Pharmacotherapeutic group: corticosteroids and anti-infectives in combination, ATC code: S01CA01.
Dexamethasone:
The anti-inflammatory potency of dexamethasone is approximately 25 times greater than that of hydrocortisone. Like all anti-inflammatory corticosteroids, it inhibits phospholipase A2, the first step in prostaglandin synthesis, thereby preventing the formation of inflammatory mediators such as prostaglandins and leukotrienes. Dexamethasone also inhibits the chemotactic migration of neutrophils to the site of inflammation and reduces leukocyte count and activity.
Chloramphenicol:
Chloramphenicol is a low-molecular-weight, broad-spectrum bacteriostatic antibiotic. It is active against Gram-positive and Gram-negative bacteria, rickettsiae, and mycoplasmas. Its mechanism of action involves selective inhibition of bacterial protein synthesis.
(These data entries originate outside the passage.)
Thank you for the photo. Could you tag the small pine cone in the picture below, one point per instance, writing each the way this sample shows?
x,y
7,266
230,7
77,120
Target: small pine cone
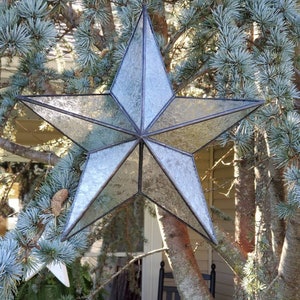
x,y
58,200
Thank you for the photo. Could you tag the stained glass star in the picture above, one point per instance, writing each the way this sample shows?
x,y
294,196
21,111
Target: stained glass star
x,y
140,138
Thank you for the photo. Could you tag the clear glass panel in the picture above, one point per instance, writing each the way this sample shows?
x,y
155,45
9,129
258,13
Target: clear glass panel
x,y
99,168
122,186
193,137
181,169
158,188
157,90
127,86
97,108
86,134
184,110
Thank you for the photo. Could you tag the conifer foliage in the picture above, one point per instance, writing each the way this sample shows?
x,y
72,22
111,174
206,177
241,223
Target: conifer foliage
x,y
230,48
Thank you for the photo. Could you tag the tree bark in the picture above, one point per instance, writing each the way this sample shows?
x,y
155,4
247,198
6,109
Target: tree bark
x,y
269,228
244,202
289,265
187,275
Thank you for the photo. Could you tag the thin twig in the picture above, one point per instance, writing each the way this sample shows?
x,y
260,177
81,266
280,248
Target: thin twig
x,y
138,257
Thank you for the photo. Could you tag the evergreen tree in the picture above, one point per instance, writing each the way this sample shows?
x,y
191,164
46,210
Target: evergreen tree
x,y
230,48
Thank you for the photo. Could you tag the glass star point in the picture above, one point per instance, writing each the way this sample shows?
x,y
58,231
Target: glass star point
x,y
140,138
Chloramphenicol is active against the following ocular pathogens: Staphylococcus aureus, streptococci including Streptococcus pneumoniae, Escherichia coli, Haemophilus influenzae, Klebsiella/Enterobacter species, Moraxella lacunata (Morax–Axenfeld bacillus), and Neisseria species. It is not sufficiently active against Pseudomonas aeruginosa or Serratia marcescens.
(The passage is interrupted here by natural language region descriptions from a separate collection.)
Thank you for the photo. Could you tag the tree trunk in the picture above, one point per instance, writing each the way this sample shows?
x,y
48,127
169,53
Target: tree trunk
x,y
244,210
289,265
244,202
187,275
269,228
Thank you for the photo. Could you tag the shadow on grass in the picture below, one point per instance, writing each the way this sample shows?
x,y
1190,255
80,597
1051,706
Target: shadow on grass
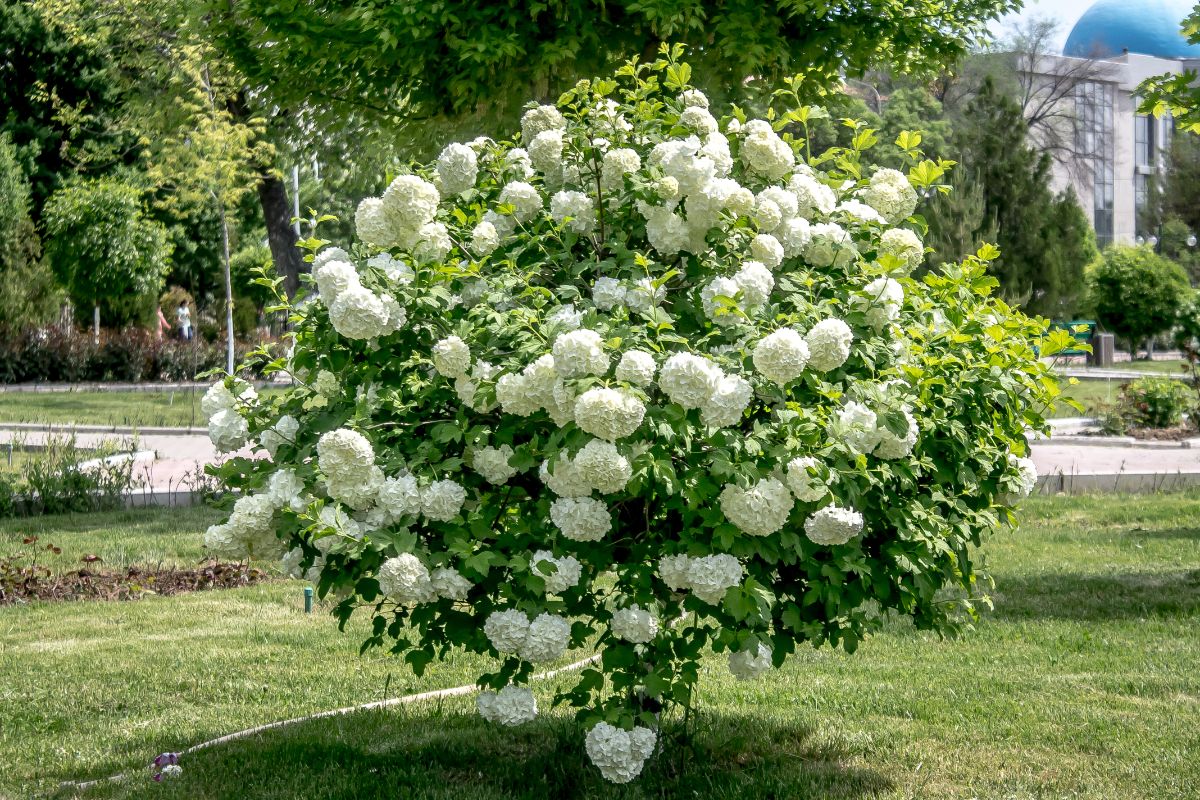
x,y
1131,595
381,755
Resistance to chloramphenicol has been demonstrated in vitro and in vivo in strains of Staphylococcus, Salmonella, Shigella, E. coli, and Pseudomonas aeruginosa. Resistance is partly mediated by a plasmid-borne resistance factor. In vitro susceptibility testing performed on bacteria isolated from the ocular surface in patients with clinical symptoms, using various topical antibiotics, has shown that chloramphenicol exhibits the highest in vitro activity among the antibiotics tested and that resistance to chloramphenicol was the lowest.
⚠️ Warnings
Long-term treatment with chloramphenicol, including topical ocular use, may in very rare cases lead to bone marrow aplasia. The irreversible form may occur after a latent period of weeks or months.
Use of chloramphenicol is associated with a potential risk of aplastic anaemia or other blood dyscrasias. The product should be used only when alternative forms of therapy are ineffective and/or contraindicated.
Prolonged use may lead to secondary ocular infections or promote the development of resistant bacteria. Corticosteroids may mask, induce, or worsen ocular infection.
Long-term use of corticosteroids may cause a pathological rise in intraocular pressure. In predisposed patients and patients with glaucoma, intraocular pressure should be monitored regularly, particularly during long-term treatment.
Intensive, prolonged therapy may contribute to the development or worsening of posterior subcapsular cataract. The product should not be used for longer than 10 days unless otherwise directed by a physician.
In disorders causing thinning of the cornea or sclera, chronic use of corticosteroids is known to be capable of causing perforation. Caution is also required with concurrent use of topical corticosteroids such as dexamethasone and topical NSAIDs (non-steroidal anti-inflammatory drugs) (see section 4.5).
If no improvement is seen after three days of treatment, alternative treatment options should be considered.
Use of corticosteroids after cataract surgery may delay healing and increase the incidence of cyst formation.
Particular caution is required in patients with diabetes mellitus. These patients may be predisposed to elevated intraocular pressure and/or cataract formation.
In general, caution is required when administering corticosteroids to infants (aged 28 days to 3 months) and children under 2 years of age.
In predisposed patients, including children and patients treated with CYP3A4 inhibitors (including ritonavir and cobicistat), Cushing's syndrome and/or adrenal suppression associated with systemic absorption of ophthalmic dexamethasone may occur following intensive or prolonged continuous treatment. In such cases, treatment should be tapered gradually.
Visual disturbances
Visual disturbances may be reported with systemic and topical corticosteroid use. If a patient develops symptoms such as blurred vision or other visual disturbances, referral to an ophthalmologist should be considered for evaluation of possible causes, which may include cataract, glaucoma, or rare conditions such as central serous chorioretinopathy (CSCR), which has been reported following use of systemic and topical corticosteroids.
The use of contact lenses during ocular infection is not recommended, as it may promote the spread of microorganisms.
The eye drops are not intended for injection. They must never be administered subconjunctivally or directly into the anterior chamber of the eye.
Discontinuation of treatment after prolonged use should be carried out gradually, as with systemically administered corticosteroids.